# '97 Pathfinder is not starting- P0325 knock Sensor



## Cuzco4u2 (May 10, 2006)

My Nissan Pathfinder stalled a couple of days ago. I was driving @ 3mph and the car made a small noise and stalled. I couldn't make it start again.

When I try to start it now, it seems that there is not spark to start the car. My mechanic got the codes P0325, P0320 and P0132 from the computer. The mechanic says that the car may not start because of the P0325 code with the Knock Sensor. Also, the mechanic thinks that it could be the ignition module.

After investigating the knock sensor, I have read on the forums that the P0325 might not prevent the car from starting.

My questions is...Can the knock sensor stall the car and prevent it from starting? 

The mechanic wants to charge me around $500 to change it; however, I don't know if it will fix the problem.

Any ideas? Thanks!


----------



## lewisnc100 (Apr 25, 2003)

I wouldn't worry about the P0325, plenty of us get that everytime you check the codes. It won't trigger the CEL and its not going to stall your engine or prevent it from starting. Funny, I don't see P0320 and P0132 as possible OBDII codes for that year. You sure he got the numbers right?


----------



## Cuzco4u2 (May 10, 2006)

I am not sure if he got the right codes or not. Actually, the mechanic used an Actron ODB II PocketScan (Serial #CP9125) device to get the codes.

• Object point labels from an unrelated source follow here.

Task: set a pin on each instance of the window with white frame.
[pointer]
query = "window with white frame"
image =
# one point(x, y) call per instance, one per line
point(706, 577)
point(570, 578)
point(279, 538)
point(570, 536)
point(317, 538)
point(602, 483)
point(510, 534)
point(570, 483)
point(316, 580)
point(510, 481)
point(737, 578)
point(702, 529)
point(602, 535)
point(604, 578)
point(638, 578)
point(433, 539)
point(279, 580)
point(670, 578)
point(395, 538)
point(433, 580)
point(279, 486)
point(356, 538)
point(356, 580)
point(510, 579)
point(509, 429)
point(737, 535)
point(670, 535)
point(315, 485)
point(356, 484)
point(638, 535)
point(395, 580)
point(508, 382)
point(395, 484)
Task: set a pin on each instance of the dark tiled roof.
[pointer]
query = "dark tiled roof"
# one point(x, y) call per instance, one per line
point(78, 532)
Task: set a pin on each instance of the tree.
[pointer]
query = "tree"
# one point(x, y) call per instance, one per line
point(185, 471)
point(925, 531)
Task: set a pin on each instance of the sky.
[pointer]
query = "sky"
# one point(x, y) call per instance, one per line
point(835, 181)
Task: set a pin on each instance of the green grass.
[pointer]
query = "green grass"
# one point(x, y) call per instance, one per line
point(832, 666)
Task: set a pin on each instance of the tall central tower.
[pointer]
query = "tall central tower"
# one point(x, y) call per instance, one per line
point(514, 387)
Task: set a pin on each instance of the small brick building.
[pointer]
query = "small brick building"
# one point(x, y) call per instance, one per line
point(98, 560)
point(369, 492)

I think that I better take the car to the dealer for a diagnosis since the P0320 and P0132 may not be valid codes for that year.


----------



## lewisnc100 (Apr 25, 2003)

If you're near an Autozone (and not in California) try them first, they'll read the codes for free. Just don't listen to their diagnosis of what to do.

I checked the factory service manual this morning and those 2 codes don't exist for a 97. Could be a misprint but better to get the codes read again to verify.


----------



## itplanett (Sep 9, 2009)

*1997 Pathfinder Starting issues*

I have the same P0325 (Knock Sensor 1, Bank 1, Sensor 1) OBD II code.

In addition, I also have P0440 and P0446 (both have to do with EVAP, emission control system Malfunction)

I just purchased this vehicle recently and not sure what is wrong... It drives great and there are no issues except for "Service Engine Soon" light (which led me into gettting an OBD II scanner hooked up....

and the other, "INTERMITTENT STARTING ISSUES"... Especially after the car has been started and been running.... starts and drives fine. when i turn off the ignition, i can not start it again until some time has passed. the battery is good, and the clutch interlock relay is good. also, the starter is receiving current with the key on ignition (2) position. another thing is... if i turn off the car and start it right away (within 1 second, it starts). I thought it could be the starter, but if the starter is bad... it should have problems on cold start too.. ???? !!!! correct?

Also, when the suv is on start and if i try to start the starter does not crank at times... and it cranks at times...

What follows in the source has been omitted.